RS: For me, it’s using that data to really push forward how we can spend the public pounds. If we can move people towards the benefits in their lives around activity and around their social circumstances, we know that it could safeguard the NHS in the future. It’s the reduction in the use of prescribed medication and long-term conditions. That is why I am a massive advocate for this.
If we can encourage people to use all the public services and, from their data, help share public funding towards making their lives better, it will safeguard our NHS for the future.
The next generation coming through are on TikTok and they’re all sharing data. And I really think that we’ve got to work with them to design a patient and public engagement campaign
HD: The power of data is the biggest driver. I agree with David about changing the culture and changing the conversation – nationally and locally – around data. We might all have data locally, but we’ve got to try and fix that dynamic between local and national. We’re all old people really – no offense to anyone here but, you know, the next generation coming through are on TikTok and whatever else and they’re all sharing data. And I really think that we’ve got to work with them to design a patient and public engagement campaign because there will be some imaginative ideas to try and make the sharing of health and care data relevant.

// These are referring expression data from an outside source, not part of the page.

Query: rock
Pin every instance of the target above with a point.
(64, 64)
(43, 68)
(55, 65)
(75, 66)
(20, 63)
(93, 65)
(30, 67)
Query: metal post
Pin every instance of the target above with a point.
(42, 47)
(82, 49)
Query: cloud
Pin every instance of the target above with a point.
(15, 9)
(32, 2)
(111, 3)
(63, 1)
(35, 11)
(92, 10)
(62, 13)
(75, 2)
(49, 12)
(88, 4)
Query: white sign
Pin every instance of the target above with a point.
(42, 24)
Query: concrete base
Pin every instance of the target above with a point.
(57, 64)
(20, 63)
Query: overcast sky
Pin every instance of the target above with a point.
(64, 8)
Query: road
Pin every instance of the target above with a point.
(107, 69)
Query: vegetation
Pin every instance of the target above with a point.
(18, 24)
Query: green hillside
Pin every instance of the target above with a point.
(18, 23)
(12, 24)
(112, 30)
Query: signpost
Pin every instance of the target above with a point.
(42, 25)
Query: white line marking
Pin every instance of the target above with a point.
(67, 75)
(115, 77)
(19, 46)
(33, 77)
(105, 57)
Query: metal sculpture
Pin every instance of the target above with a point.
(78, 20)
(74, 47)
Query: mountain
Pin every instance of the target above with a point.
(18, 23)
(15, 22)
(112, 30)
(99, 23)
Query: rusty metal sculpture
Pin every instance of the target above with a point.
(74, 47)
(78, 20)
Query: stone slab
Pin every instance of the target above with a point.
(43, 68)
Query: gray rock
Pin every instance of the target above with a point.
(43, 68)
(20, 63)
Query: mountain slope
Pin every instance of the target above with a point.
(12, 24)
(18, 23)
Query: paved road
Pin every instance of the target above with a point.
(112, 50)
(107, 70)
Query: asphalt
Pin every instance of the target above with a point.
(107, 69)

This isn’t about a six to 12-month plan. It’s about a 10 to 20-year plan. And what does that arc need to look like to change the dial?
DB: Yeah, I mean, I agree entirely with what Rowan said. I think the shift could be seismic. It could improve the health of the nation and help us to break down the barriers of health inequalities.
If we can share data, we can move the NHS from a place that treats illness to one that is about better managing health. It’s not a place where we’re trying to prevent people going to A&E but, instead, stopping people from having a heart attack because drugs are better at managing their blood pressure. I’m doing as much work as I can in this area at the moment and you see the difference. The impact that huge data can have would augment that and catalyse the change.